Under the New Jersey Domestic Violence Act, when the police are called to the scene of a DV disturbance and see evidence of a criminal act committed by the ‘abuser’, the are required under the law to arrest that person even if the ‘victim’ says that they will not sign the complaint and does not want a Temporary Restraining Order.
There are two types of legal process in a DV case. The first involves a civil action called a restraining order which is between the two parties (for the moment we will refer to them as the ‘abuser’ (also referred to as the ‘defendant’); and, the ‘victim’ (also referred to as the ‘plaintiff’). In this civil proceeding, the victim/plaintiff can request that the case be dismissed, and with the consent of the Court it may be. The second involves a criminal action wherein a criminal complaint is filed against the ‘abuser’ as the defendant, with the plaintiff being the State of New Jersey. The ‘victim’ is still a victim, and a witness, but is not the plaintiff so they do not have the ability to dismiss the criminal case against the defendant. Even if the victim tells the prosecutor that they will not cooperate or testify, the State still can proceed and prosecute the criminal charges.
There are three main issues that a Court looks at to determine whether a civil restraining order should be made a ‘Final’ order of the Court. The first issue involves a determination of whether there was a ‘domestic relationship’ between the parties, which includes both past and present relations of boyfriend, girlfriend, sex partner, sister, mother, father, brother, or any other socially recognized type of ‘domestic’ relationship. The question is basically whether the parties were more than friends, and had some type of interaction more than being a casual acquaintance. The second issue pertains to whether there is evidence of a criminal offense that is prohibited under the DV Act. This is different than a determination that there is probable cause to charge the defendant criminally with that offense. The third issue is the most important in my mind, as it requires the Judge to determine whether an FRO is reasonably necessary to prevent future acts of domestic violence. Witness credibility is as much a factor as are the alleged ‘facts’ that the witness testifies to. If the answer to all three of these issues is YES, by a preponderance of the evidence, than the Judge issues a Final Restraining Order.
In comparison, all the police need to charge the defendant with a criminal offense for the conduct that is the basis for the restraining order, is ‘probable cause’. This low evidentiary standard requires that there be ‘reason to believe’ that a criminal offense occurred; and, ‘reason to believe’ that the defendant was involved.
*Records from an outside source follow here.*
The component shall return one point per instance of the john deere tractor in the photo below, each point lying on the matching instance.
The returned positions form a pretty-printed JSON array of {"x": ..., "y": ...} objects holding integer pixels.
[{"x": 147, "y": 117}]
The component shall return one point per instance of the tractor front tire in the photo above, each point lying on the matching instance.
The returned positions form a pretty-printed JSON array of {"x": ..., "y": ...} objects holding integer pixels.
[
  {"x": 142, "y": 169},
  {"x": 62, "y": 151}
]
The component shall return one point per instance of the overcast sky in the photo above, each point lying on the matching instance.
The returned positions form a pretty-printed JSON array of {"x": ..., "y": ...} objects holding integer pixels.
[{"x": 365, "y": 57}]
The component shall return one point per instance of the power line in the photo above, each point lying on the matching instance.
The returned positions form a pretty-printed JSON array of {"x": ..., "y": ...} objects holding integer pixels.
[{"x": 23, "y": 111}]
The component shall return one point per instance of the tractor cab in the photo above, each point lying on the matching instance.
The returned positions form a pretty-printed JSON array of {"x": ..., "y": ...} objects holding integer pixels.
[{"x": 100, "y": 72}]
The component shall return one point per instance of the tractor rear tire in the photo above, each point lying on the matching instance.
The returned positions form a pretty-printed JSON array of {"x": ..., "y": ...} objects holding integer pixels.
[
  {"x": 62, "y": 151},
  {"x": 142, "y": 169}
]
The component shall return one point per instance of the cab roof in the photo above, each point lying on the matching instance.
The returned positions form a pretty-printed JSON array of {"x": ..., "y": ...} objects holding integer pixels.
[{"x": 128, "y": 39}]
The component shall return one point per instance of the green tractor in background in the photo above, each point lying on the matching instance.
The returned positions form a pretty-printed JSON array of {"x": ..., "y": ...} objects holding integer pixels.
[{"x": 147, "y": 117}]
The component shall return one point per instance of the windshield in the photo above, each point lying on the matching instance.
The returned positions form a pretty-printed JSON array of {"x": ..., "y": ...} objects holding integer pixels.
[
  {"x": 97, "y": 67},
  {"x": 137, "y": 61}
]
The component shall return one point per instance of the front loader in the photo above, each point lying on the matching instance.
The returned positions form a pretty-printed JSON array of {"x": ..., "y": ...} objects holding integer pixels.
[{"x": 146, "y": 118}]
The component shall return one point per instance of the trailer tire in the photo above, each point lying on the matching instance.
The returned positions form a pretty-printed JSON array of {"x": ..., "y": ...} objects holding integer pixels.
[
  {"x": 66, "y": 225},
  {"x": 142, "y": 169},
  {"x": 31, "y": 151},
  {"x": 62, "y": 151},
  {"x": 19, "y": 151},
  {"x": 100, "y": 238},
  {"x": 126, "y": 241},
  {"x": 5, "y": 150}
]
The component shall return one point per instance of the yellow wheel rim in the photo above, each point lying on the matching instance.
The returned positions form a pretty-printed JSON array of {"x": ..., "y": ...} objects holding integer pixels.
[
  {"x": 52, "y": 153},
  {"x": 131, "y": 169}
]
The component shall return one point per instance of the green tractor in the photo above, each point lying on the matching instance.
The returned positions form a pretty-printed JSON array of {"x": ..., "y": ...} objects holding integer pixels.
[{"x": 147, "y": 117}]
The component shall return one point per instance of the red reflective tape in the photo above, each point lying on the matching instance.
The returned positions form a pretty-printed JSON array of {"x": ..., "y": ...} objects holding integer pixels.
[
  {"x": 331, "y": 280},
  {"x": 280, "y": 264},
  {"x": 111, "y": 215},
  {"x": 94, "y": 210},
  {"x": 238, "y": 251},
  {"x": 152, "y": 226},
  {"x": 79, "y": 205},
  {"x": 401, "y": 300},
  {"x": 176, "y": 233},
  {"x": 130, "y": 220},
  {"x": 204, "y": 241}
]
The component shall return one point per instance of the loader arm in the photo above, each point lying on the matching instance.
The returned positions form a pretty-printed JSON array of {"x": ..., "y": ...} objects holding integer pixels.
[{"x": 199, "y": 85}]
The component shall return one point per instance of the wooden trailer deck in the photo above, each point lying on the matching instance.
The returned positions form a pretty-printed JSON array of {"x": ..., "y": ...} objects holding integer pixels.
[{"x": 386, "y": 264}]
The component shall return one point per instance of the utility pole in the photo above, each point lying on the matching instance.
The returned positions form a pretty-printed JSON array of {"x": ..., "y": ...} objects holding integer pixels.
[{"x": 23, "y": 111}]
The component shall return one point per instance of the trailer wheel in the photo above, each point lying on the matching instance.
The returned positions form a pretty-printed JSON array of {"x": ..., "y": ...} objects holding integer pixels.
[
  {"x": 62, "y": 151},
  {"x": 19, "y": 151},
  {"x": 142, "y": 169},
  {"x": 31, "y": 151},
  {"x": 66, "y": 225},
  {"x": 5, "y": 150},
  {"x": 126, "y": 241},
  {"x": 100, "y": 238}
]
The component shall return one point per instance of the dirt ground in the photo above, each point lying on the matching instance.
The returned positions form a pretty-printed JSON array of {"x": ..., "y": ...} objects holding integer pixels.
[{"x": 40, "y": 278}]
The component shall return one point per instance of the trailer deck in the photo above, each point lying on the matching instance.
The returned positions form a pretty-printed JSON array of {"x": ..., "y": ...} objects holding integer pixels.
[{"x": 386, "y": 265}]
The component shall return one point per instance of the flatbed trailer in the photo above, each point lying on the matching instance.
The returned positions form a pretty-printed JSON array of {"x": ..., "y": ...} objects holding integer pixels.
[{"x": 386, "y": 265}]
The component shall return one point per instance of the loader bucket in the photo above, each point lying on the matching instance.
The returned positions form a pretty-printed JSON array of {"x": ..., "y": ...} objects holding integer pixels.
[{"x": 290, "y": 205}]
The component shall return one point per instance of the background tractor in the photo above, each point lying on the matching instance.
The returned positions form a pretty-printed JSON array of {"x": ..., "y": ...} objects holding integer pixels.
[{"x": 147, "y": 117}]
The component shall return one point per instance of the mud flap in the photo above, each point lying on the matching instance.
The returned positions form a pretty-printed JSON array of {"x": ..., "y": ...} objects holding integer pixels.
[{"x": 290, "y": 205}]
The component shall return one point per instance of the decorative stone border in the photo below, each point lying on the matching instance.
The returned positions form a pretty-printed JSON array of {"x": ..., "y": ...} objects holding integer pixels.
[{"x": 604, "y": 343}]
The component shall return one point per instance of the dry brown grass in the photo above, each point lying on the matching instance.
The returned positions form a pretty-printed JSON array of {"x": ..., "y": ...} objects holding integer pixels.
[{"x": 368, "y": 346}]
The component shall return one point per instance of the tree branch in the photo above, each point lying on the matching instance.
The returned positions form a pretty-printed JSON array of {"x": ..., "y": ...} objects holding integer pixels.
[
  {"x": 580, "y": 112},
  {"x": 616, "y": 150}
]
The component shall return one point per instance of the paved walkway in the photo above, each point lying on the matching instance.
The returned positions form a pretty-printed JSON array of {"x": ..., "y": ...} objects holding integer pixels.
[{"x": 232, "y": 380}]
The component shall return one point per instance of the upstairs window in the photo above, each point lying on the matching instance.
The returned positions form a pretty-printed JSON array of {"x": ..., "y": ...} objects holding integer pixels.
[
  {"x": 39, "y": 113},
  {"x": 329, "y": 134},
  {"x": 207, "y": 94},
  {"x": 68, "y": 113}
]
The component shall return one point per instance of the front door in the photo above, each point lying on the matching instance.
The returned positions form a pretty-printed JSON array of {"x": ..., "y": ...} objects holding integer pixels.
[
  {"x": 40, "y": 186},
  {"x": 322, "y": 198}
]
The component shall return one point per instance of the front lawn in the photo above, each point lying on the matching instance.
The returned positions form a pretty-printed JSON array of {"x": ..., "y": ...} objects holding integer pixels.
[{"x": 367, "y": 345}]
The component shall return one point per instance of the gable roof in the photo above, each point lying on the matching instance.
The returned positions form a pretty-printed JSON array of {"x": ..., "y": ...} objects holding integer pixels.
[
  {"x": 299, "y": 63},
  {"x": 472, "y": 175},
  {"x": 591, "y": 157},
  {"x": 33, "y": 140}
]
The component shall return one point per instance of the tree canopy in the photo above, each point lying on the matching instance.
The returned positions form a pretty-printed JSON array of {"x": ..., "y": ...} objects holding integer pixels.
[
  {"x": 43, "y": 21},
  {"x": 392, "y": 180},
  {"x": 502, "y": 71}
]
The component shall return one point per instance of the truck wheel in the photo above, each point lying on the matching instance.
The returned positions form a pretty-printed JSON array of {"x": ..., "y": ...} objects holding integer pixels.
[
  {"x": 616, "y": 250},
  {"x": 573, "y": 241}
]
This burden of proof can be satisfied by any type of admissible evidence, including statements of the ‘victim’ and/or ‘defendant’; observations of the officer at the scene; and, other evidence or witness statements. Once a DV-related criminal complaint is issued, the defendant will typically be held in custody for at least several days while the Court makes inquiry of whether there is a ‘risk of re-offense’ if they were to be released. If the Court believes that there is risk of the defendant re-offending, the defendant can be held in custody for the duration of the proceedings (think 3-6-9 months). The Court will always issue a ‘no-contact’ order as part of any condition of release on the criminal complaint, barring the defendant (separate and apart from any no-contact order in the TRO) from having any contact with the victim and witnesses, and the scene of the incident.
As to the spouse saying that they will not cooperate with the State in prosecuting their husband, wife, sibling, etc.? That may be a factor, but not a controlling one, in how the State decides to deal with the criminal case.